Hopefully, such future studies will be conducted with appropriate experimental blinding and sufficient power to ensure that the results obtained are widely reproducible. Insights into Bortezomib IC50 the mechanistic basis for the regional distribution and spread of AD pathology Classic postmortem studies have framed the characteristic progression and regional distribution of tau and A?? pathology in the brain. In AD, tau pathology characteristically spreads from the entorhinal cortex into limbic and association cortices as AD evolves [7]. Several studies that have appeared this year provide mechanistic insights into the distribution and spread of tau pathology [8,9]. The microtubule associated protein tau has traditionally been thought to be a cytoplasmic protein.
It has been known for some time that soluble tau can be detected in CSF, but its presence in a body fluid was attributed to leakage from dead or dying cells [10]. More recent data from both cell culture studies and in vitro microdialysis suggest that tau and tau aggregates can be constitutively secreted from cells [11]. Moreover, there is evidence that extracellular tau aggregates can seed intracellular aggregation. Two papers published in the last year suggest that tau secretion and subsequent seeding of aggregation can occur in vivo and account for the progression of tau pathology in vivo [8,9]. Both of these papers describe studies using transgenic mice expressing the frontotemporal dementia-associated tau P301L mutant in the entorrhinal cortex, and both demonstrated that tau pathology begins in the entorrhinal cortex in these mice but spreads along anatomically connected networks, possibly through synaptic connections.

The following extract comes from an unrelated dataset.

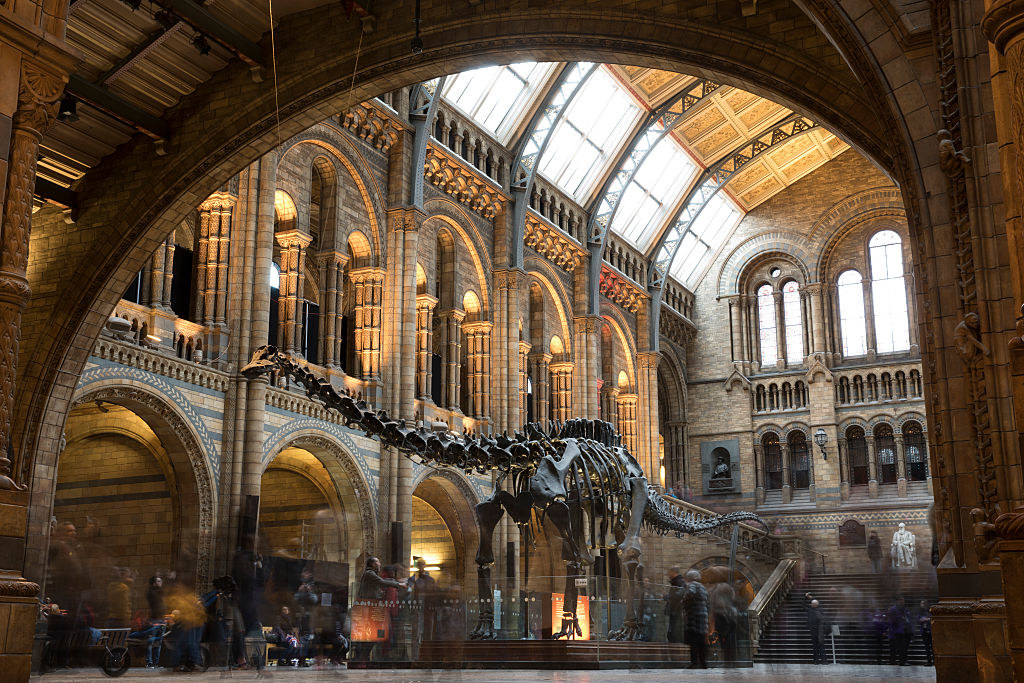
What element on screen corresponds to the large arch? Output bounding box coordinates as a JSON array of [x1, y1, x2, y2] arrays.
[[411, 467, 481, 586], [262, 431, 378, 561], [31, 384, 219, 589], [14, 4, 935, 508]]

These data are important conceptually as they provide further evidence that tau pathology in AD may spread through a prion-like conformation-dependent templating reaction mediated by release of tau aggregates from one cell and subsequent internalization by a neighbouring cell. They also provide an explanation for the potential efficacy of anti-tau immunotherapy [12]. Although it is possible that anti-tau antibodies modulate tau pathology by somehow entering neurons and altering tau aggregation, these data would suggest that some anti-tau antibodies may block spread of tau pathology from one cell to another by targeting the extracellular tau transmitted from one cell to another.
Does epigenetic modification offer new insights for developing treatment strategies? The role of epigenetic mechanisms, that is, the ability of non-genetic factors to cause genes to express themselves differently GSK-3 without changing following their underlying DNA structure, is becoming apparent in an ever increasing number of biological and medical fields and may offer insights into why therapeutic strategies targeting amyloid pathology have been unsuccessful to date.